Defining Sparsity Conditions¶
Defining valid transitions between states is crucial for both correctness and computational efficiency. dcegm handles these restrictions via sparsity conditions which should be defined by the user as a function which is passed on to dcegm.setup_model() via the state_space_functions dictionary.
Why Sparsity Conditions Matter¶
DCEGM constructs the full model state space using the cross-product of all possible values for the discrete state variables (e.g., period, job offer, retirement status, health, (discrete) experience, etc.). Without constraints, this would result in a very large number of implausible or impossible states being included in the model solution (for instance a larger number of experience than completed periods in the model).
To ensure that only feasible and logically consistent states are evaluated, dcegm allows users to define a sparsity_condition function. This function serves two purposes:
Filters out invalid state combinations that violate model logic (e.g., working while dead).
Returns cleaned or adjusted versions of the state variables to account for absorbing states (e.g., setting job_offer = 0 when dead).
Basic Structure of a Sparsity Condition¶
A sparsity condition function takes as input all current state variables and the model specification dictionary. It returns either:
False to discard the current state as invalid,
or a dictionary with valid (possibly adjusted) state values to retain.
The logic typically includes:
Age- or period-based constraints (e.g., too young to retire),
Absorbing states (e.g., once retired, always retired),
Consistency checks (e.g., cannot have work experience without past employment),
Implied adjustments (e.g., dead agents do not receive job offers).
Example: Sparsity Condition for a Retirement Model¶
Below is an example sparsity condition from a stylized retirement model (full_model) which can be found in the templates.
def sparsity_condition(
period, lagged_choice, job_offer, already_retired, survival, model_specs
):
last_period = model_specs["n_periods"] - 1
min_ret = model_specs["min_ret_period"]
max_ret = model_specs["max_ret_period"]
c1 = (period <= min_ret) & (lagged_choice == 0)
c2 = (lagged_choice != 0) & (already_retired == 1)
c3 = (period <= min_ret + 1) & (already_retired == 1)
c4 = (period > max_ret + 1) & (already_retired != 1) & (survival != 0)
c5 = (period > max_ret) & (lagged_choice != 0) & (survival != 0)
if c1 or c2 or c3 or c4 or c5:
return False
job_offer_out = 0 if (survival == 0 or lagged_choice == 0) else job_offer
period_out = last_period if survival == 0 else period
return {
"period": period_out,
"lagged_choice": lagged_choice,
"already_retired": already_retired,
"survival": survival,
"job_offer": job_offer_out,
}
Explanation of Logic:
c1: Rules out working before retirement is legally possible.

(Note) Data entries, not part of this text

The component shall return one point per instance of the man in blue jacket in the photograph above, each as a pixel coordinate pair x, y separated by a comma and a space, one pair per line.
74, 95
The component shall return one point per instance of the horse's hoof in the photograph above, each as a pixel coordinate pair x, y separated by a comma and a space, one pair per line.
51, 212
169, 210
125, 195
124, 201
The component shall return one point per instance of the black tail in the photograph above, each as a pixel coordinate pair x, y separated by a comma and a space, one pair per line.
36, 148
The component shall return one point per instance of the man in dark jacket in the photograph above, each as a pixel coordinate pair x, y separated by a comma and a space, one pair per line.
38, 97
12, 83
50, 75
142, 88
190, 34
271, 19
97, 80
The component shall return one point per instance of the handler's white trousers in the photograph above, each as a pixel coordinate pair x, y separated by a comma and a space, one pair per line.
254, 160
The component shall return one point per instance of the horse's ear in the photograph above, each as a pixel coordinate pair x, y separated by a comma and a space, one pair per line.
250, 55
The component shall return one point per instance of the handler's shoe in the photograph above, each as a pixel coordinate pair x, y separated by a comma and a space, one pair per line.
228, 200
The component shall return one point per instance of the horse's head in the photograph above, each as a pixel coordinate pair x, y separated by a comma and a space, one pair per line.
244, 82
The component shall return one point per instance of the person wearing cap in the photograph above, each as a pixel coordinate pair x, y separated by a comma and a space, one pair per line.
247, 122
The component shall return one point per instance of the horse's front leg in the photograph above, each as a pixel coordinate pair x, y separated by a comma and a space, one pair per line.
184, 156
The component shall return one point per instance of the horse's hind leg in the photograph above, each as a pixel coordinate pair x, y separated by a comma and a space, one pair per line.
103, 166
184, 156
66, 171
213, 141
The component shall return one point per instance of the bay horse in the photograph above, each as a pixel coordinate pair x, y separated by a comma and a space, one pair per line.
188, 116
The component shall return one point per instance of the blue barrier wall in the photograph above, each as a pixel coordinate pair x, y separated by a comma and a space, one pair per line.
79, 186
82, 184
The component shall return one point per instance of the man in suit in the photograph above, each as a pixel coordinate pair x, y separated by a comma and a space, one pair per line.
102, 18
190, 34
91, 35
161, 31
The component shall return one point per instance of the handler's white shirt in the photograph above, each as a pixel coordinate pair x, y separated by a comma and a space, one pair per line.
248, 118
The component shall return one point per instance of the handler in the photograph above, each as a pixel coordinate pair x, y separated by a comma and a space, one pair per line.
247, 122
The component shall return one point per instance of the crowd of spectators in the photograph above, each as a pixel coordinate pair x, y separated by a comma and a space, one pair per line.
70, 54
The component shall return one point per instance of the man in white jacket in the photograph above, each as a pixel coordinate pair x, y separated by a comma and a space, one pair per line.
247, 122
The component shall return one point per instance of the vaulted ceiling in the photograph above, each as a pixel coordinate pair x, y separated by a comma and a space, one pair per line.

c2/c3: Ensures logical consistency around retirement being an absorbing state.
c4/c5: Forces retirement if agent is above maximum retirement age.
Adjustments: If the agent is dead (survival == 0), the job offer is set to 0, and the period is fixed at the final period to make the state absorbing.
Best Practices¶
Make sparsity conditions strict: only allow logically valid state combinations.
Handle absorbing states like death or permanent retirement carefully.
Ensure that any state created in the deterministic transition function also satisfies the sparsity condition.
Failing to correctly define sparsity conditions will result in ValueError exceptions and warnings during model setup, as dcegm verifies that every (state, choice) pair leads to a valid next state.
To help you setup the correct sparsity conditions for your model, setup_model() provides a debug mode which can be triggered by passing the argument debug=state_space_df.